How have all the factors above been brought together to estimate a fair value?

  • The assumed bearish price target for ChargePoint Holdings is $10.0, which represents the lowest price target estimate amongst analysts. This valuation is based on what can be assumed as the expectations of ChargePoint Holdings's future earnings growth, profit margins and other risk factors from analysts on the more bearish end of the spectrum.
  • However, there is a degree of disagreement amongst analysts, with the most bullish reporting a price target of $60.0, and the most bearish reporting a price target of just $10.0.
  • In order for you to agree with the bearish analysts, you'd need to believe that by 2028, revenues will be $624.9 million, earnings will come to $63.8 million, and it would be trading on a PE ratio of 6.2x, assuming you use a discount rate of 12.3%.
  • Given the current share price of $11.07, the bearish analyst price target of $10.0 is 10.7% lower. Despite analysts expecting the underlying buisness to improve, they seem to believe the market's expectations are too high.
  • We always encourage you to reach your own conclusions though. So sense check these analyst numbers against your own assumptions and expectations based on your understanding of the business and what you believe is probable.
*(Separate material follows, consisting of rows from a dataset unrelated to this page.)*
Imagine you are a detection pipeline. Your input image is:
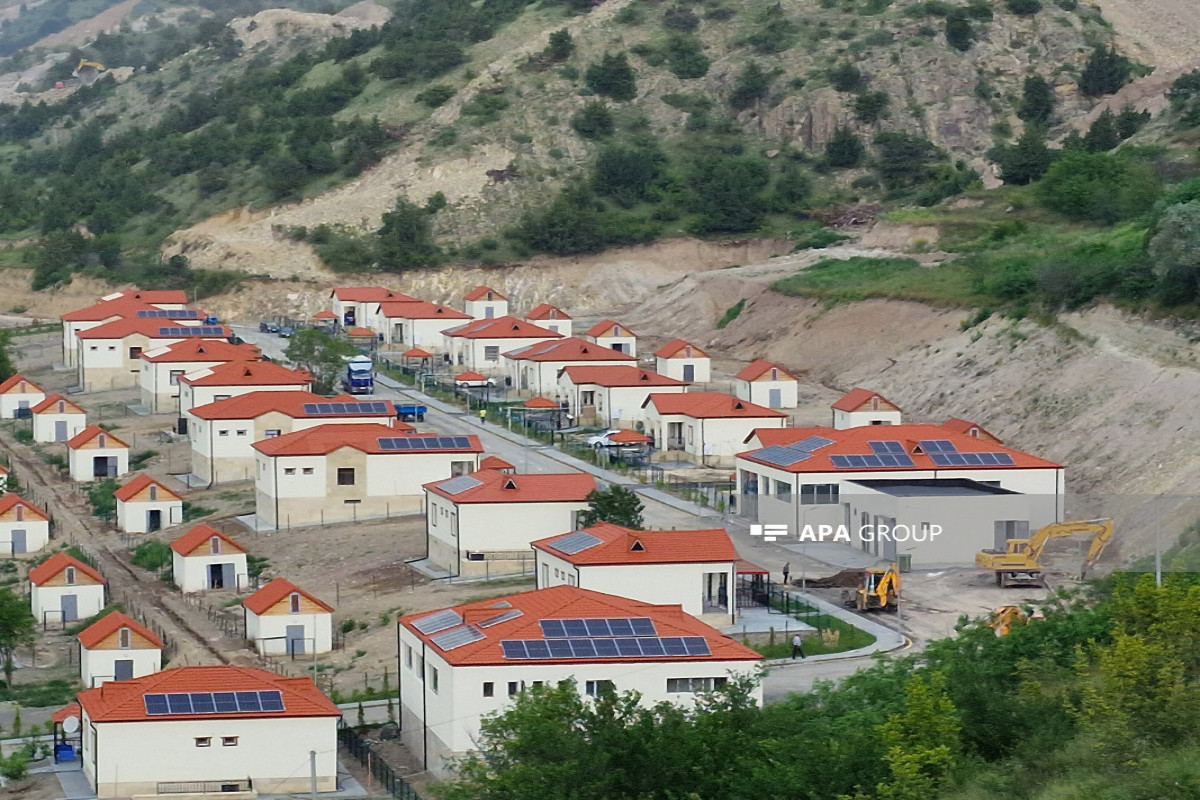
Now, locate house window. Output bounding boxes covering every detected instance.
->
[667,678,727,694]
[800,483,838,505]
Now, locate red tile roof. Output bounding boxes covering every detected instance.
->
[67,425,130,450]
[654,339,708,359]
[241,578,334,614]
[113,473,182,503]
[587,319,637,338]
[251,422,484,456]
[329,287,416,302]
[76,317,225,342]
[443,317,563,339]
[738,425,1062,475]
[642,392,787,420]
[462,287,508,300]
[78,612,162,650]
[78,666,342,722]
[733,359,796,380]
[526,302,571,319]
[170,523,250,555]
[558,365,689,386]
[400,585,762,667]
[142,338,263,363]
[29,551,108,587]
[530,522,738,566]
[179,361,312,386]
[379,300,472,319]
[504,336,637,363]
[830,389,899,411]
[32,393,86,414]
[191,391,396,420]
[0,492,50,519]
[425,469,596,504]
[0,374,46,395]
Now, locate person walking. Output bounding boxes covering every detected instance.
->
[792,633,804,661]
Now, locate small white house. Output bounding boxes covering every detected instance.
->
[642,392,787,467]
[241,578,334,656]
[832,389,904,431]
[526,302,571,336]
[78,612,162,688]
[0,492,50,557]
[113,473,184,534]
[583,319,637,356]
[78,664,342,800]
[733,359,799,408]
[398,585,762,775]
[654,339,713,384]
[29,552,107,626]
[34,395,88,441]
[170,524,250,594]
[533,522,739,625]
[67,425,130,483]
[0,375,46,420]
[462,287,509,319]
[425,470,596,576]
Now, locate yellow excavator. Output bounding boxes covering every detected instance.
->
[976,519,1112,587]
[842,564,900,612]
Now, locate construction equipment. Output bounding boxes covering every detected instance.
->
[976,519,1112,587]
[841,564,900,613]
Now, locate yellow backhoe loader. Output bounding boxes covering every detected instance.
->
[976,519,1112,587]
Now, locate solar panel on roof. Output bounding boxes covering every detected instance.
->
[550,530,604,555]
[413,608,462,636]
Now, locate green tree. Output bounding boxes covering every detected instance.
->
[580,483,644,530]
[1016,76,1055,126]
[0,587,36,686]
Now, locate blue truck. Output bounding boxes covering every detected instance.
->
[342,355,374,395]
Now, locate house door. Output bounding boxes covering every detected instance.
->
[287,625,304,656]
[113,658,133,680]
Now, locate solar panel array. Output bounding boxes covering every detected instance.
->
[304,403,388,416]
[539,616,659,639]
[500,636,712,661]
[158,325,224,336]
[142,691,283,716]
[379,437,470,451]
[551,530,604,555]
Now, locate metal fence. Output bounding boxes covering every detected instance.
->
[337,727,421,800]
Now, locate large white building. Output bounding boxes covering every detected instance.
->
[642,392,787,467]
[554,365,688,428]
[533,522,740,625]
[241,578,334,657]
[29,551,107,626]
[425,470,596,576]
[400,585,762,774]
[737,423,1066,566]
[140,339,262,413]
[78,610,162,688]
[184,390,398,486]
[253,425,484,530]
[78,666,341,798]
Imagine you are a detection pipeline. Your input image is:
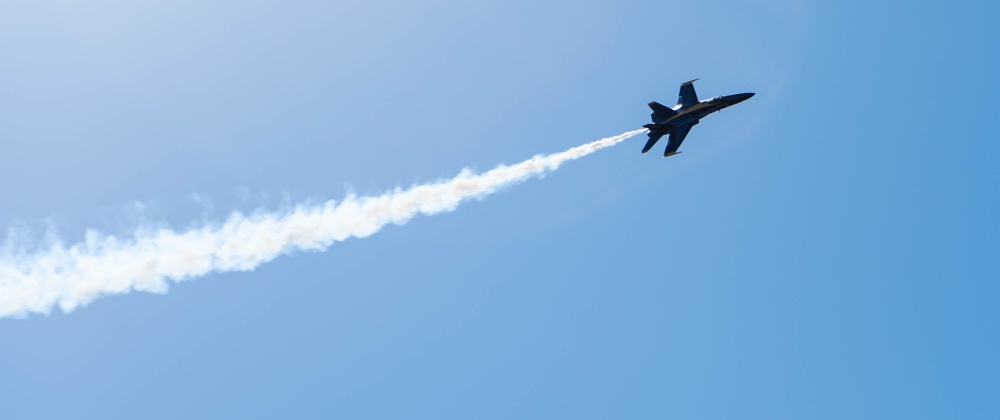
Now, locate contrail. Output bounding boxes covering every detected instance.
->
[0,129,646,317]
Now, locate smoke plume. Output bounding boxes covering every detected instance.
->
[0,129,646,317]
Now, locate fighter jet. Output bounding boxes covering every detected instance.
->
[642,79,754,157]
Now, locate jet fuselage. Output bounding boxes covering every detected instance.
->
[650,93,754,126]
[642,79,754,157]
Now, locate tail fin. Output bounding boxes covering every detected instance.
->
[677,79,698,108]
[649,101,677,122]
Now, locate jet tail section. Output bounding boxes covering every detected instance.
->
[677,79,698,108]
[649,101,677,122]
[642,132,664,153]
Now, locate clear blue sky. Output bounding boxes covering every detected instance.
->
[0,0,1000,419]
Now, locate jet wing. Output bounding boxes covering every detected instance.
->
[663,124,694,157]
[677,79,698,108]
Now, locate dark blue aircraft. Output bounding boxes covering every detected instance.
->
[642,79,754,157]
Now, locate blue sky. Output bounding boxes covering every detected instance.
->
[0,0,1000,419]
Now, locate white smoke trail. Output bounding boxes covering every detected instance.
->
[0,129,646,317]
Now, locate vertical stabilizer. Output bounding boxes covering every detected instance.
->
[677,79,698,108]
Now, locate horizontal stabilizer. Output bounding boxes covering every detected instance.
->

How well do narratives help inform your perspective?

Disclaimer

AnalystLowTarget is a tool utilizing a Large Language Model (LLM) that ingests data on consensus price targets, forecasted revenue and earnings figures, as well as the transcripts of earnings calls to produce qualitative analysis. The narratives produced by AnalystLowTarget are general in nature and are based solely on analyst data and publicly-available material published by the respective companies. These scenarios are not indicative of the company's future performance and are exploratory in nature. Simply Wall St has no position in the company(s) mentioned. Simply Wall St may provide the securities issuer or related entities with website advertising services for a fee, on an arm's length basis. These relationships have no impact on the way we conduct our business, the content we host, or how our content is served to users. The price targets and estimates used are consensus data, and do not constitute a recommendation to buy or sell any stock, and they do not take account of your objectives, or your financial situation. Note that AnalystLowTarget's analysis may not factor in the latest price-sensitive company announcements or qualitative material.